War with the British looms on the horizon. Governor Deza knows that things could get dangerous very quickly. He insists that Gabriella and her sisters join their step-mother and go to Jamaica. Manuel plans to infiltrate the British army, posing as an Indian. For very obvious reasons, Gabriella doesn’t want him to go. They talk about it on their ride home.
“I love you so, Gabriella. You are a part of me like no other.”
“Then why are you so determined to leave?”
He was discouraged but not surprised by her sudden change of tactic. Gabriella was well known for her sneaky ways of getting the truth from him. He sighed gently, clucking to the horses to go faster. Pricking up their ears, the two graceful mares began a steady trot.

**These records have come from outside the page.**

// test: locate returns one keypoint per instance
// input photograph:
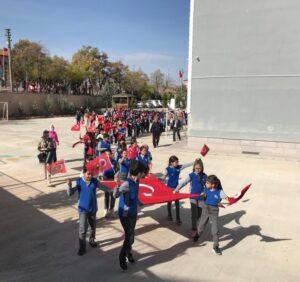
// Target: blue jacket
(213, 197)
(145, 160)
(110, 173)
(103, 146)
(87, 198)
(124, 167)
(197, 184)
(129, 200)
(173, 176)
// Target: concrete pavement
(259, 236)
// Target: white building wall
(244, 63)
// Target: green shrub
(34, 108)
(20, 110)
(62, 104)
(49, 105)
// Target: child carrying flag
(144, 158)
(197, 179)
(171, 174)
(86, 186)
(128, 194)
(213, 194)
(109, 174)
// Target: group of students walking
(206, 195)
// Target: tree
(117, 71)
(93, 64)
(57, 70)
(29, 61)
(74, 78)
(157, 80)
(135, 82)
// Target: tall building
(244, 76)
(3, 65)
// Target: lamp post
(8, 43)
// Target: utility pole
(3, 66)
(8, 43)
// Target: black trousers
(174, 134)
(195, 214)
(109, 200)
(155, 139)
(128, 224)
(169, 205)
(86, 219)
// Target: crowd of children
(128, 164)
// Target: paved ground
(38, 238)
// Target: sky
(146, 34)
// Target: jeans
(86, 219)
(128, 224)
(109, 200)
(155, 139)
(174, 134)
(169, 205)
(196, 211)
(211, 214)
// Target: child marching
(197, 180)
(86, 187)
(213, 194)
(128, 194)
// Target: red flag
(57, 167)
(153, 191)
(238, 195)
(75, 127)
(90, 151)
(99, 164)
(133, 152)
(204, 150)
(91, 128)
(100, 119)
(76, 143)
(104, 162)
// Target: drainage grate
(250, 153)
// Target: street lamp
(8, 43)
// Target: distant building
(244, 77)
(3, 64)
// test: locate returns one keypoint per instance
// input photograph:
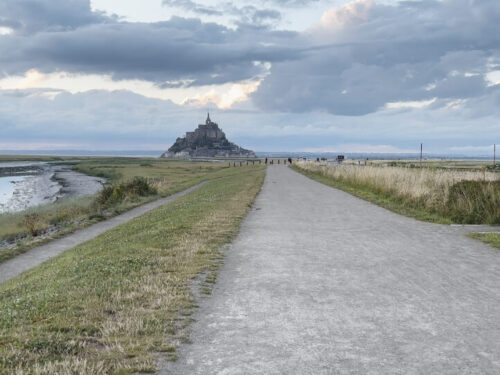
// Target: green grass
(492, 239)
(114, 303)
(383, 199)
(167, 177)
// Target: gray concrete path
(320, 282)
(40, 254)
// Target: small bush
(31, 221)
(112, 195)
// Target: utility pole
(421, 148)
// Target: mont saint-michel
(208, 140)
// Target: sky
(276, 75)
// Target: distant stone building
(208, 140)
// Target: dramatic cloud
(368, 55)
(55, 36)
(367, 76)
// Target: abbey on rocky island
(208, 140)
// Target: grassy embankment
(114, 304)
(430, 194)
(53, 220)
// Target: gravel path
(320, 282)
(40, 254)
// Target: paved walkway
(40, 254)
(320, 282)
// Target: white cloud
(223, 96)
(411, 104)
(5, 30)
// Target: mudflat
(320, 282)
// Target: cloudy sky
(277, 75)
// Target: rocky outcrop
(208, 140)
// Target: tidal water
(27, 184)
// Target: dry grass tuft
(459, 196)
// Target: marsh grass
(162, 177)
(114, 303)
(468, 197)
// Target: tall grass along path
(321, 282)
(38, 255)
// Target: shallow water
(8, 186)
(26, 184)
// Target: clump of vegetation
(468, 197)
(113, 194)
(471, 202)
(492, 239)
(31, 221)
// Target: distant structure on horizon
(208, 140)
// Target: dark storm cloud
(62, 35)
(368, 55)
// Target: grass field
(431, 194)
(167, 177)
(113, 304)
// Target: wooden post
(421, 148)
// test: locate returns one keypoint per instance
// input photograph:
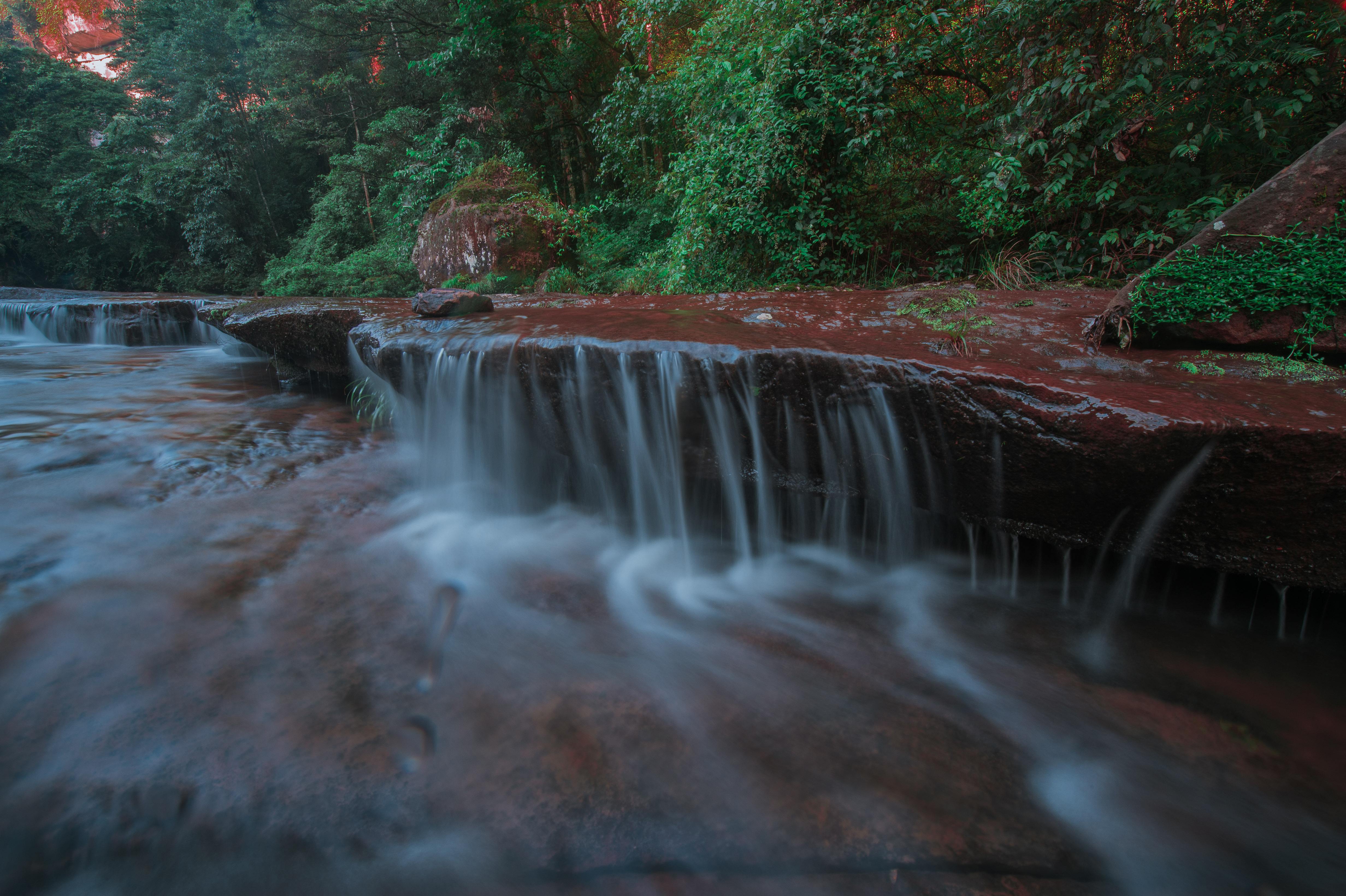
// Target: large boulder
(1305, 194)
(493, 223)
(443, 303)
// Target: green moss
(1262, 367)
(1299, 270)
(947, 313)
(491, 184)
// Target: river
(252, 642)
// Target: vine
(1298, 270)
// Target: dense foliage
(293, 146)
(1299, 270)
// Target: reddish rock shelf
(1083, 434)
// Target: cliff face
(76, 30)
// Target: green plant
(1261, 365)
(1305, 271)
(1013, 270)
(369, 403)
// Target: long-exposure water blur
(259, 639)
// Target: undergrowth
(1295, 270)
(951, 315)
(1263, 367)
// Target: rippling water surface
(248, 646)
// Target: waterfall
(665, 444)
(110, 323)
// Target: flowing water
(578, 630)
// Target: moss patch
(1295, 271)
(1261, 367)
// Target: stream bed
(252, 645)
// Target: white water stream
(551, 638)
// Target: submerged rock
(442, 303)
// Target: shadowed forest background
(293, 147)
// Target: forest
(291, 147)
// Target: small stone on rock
(442, 303)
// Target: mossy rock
(493, 225)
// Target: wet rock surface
(1071, 438)
(443, 303)
(227, 667)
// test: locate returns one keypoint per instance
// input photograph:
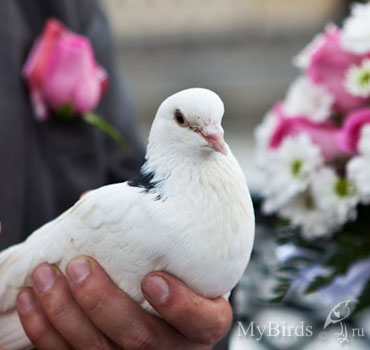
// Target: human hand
(85, 310)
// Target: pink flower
(329, 65)
(351, 131)
(61, 71)
(325, 135)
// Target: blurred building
(242, 49)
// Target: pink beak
(214, 135)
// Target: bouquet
(313, 149)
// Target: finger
(63, 312)
(109, 308)
(199, 319)
(37, 327)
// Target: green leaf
(108, 129)
(319, 282)
(363, 301)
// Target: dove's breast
(210, 229)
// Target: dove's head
(189, 123)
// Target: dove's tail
(12, 335)
(15, 264)
(13, 273)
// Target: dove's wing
(110, 224)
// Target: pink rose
(325, 135)
(61, 71)
(329, 65)
(351, 131)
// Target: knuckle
(219, 328)
(95, 303)
(140, 339)
(57, 305)
(100, 346)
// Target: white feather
(201, 229)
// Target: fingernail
(25, 302)
(44, 278)
(78, 270)
(156, 288)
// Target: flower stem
(99, 123)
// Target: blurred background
(242, 49)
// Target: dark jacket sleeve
(116, 105)
(46, 166)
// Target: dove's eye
(180, 119)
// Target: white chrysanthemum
(289, 170)
(303, 59)
(314, 222)
(358, 168)
(364, 141)
(334, 194)
(264, 131)
(357, 80)
(308, 99)
(356, 30)
(263, 134)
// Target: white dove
(188, 212)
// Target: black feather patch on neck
(145, 181)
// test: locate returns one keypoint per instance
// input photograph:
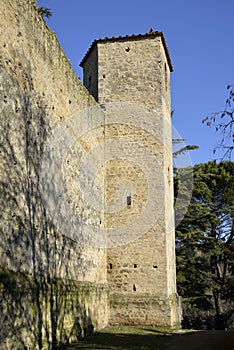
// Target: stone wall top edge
(48, 39)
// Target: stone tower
(141, 272)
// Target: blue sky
(200, 37)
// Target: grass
(126, 338)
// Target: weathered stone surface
(39, 91)
(37, 313)
(135, 70)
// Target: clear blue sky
(200, 37)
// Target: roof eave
(127, 37)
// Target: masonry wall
(52, 287)
(134, 73)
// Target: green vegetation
(125, 338)
(223, 122)
(205, 246)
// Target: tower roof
(150, 34)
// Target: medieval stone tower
(112, 261)
(141, 272)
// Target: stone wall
(39, 91)
(134, 86)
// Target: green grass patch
(126, 338)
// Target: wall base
(40, 314)
(143, 309)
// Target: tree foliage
(205, 238)
(223, 121)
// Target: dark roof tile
(151, 33)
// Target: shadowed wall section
(42, 302)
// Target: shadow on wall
(37, 310)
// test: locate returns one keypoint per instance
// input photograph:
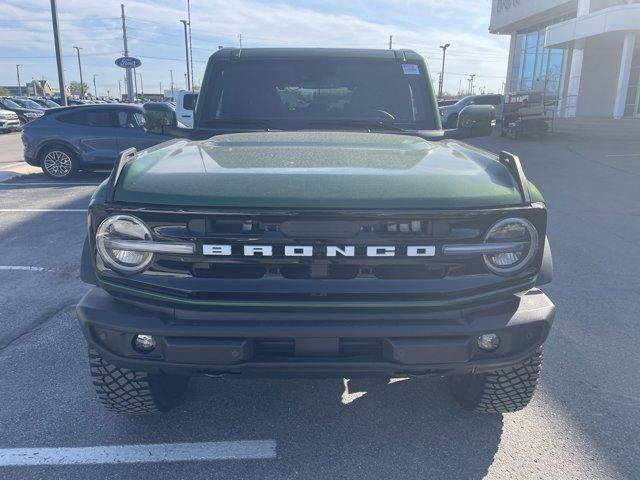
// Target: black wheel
(131, 392)
(506, 390)
(58, 162)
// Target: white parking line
(161, 452)
(25, 268)
(67, 210)
(53, 184)
(11, 165)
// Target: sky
(157, 37)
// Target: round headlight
(123, 227)
(515, 242)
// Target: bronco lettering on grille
(329, 250)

“I must, my love. You know this better than anyone.”
“Sailfish or one of his men could do the job as well. You know that’s true. His skill with languages is equal to yours. He’s brave and strong, an excellent warrior. He’d do a remarkable job.”
“He has one failing as an agent of espionage.”
“What failing could he possibly have?”
“He doesn’t know the ways of the English as well as I. He might not see trouble coming. Englishmen say one thing with their lips, but their bodies belie their words. My brother, as skillful as he is, can’t interpret them as accurately as I.”
“Take him with you, then. If he’s with you, I won’t worry.”
“You’ll always worry about me, Bella.”
“I won’t worry as much with him by your side. He will be here in a few days for my party.”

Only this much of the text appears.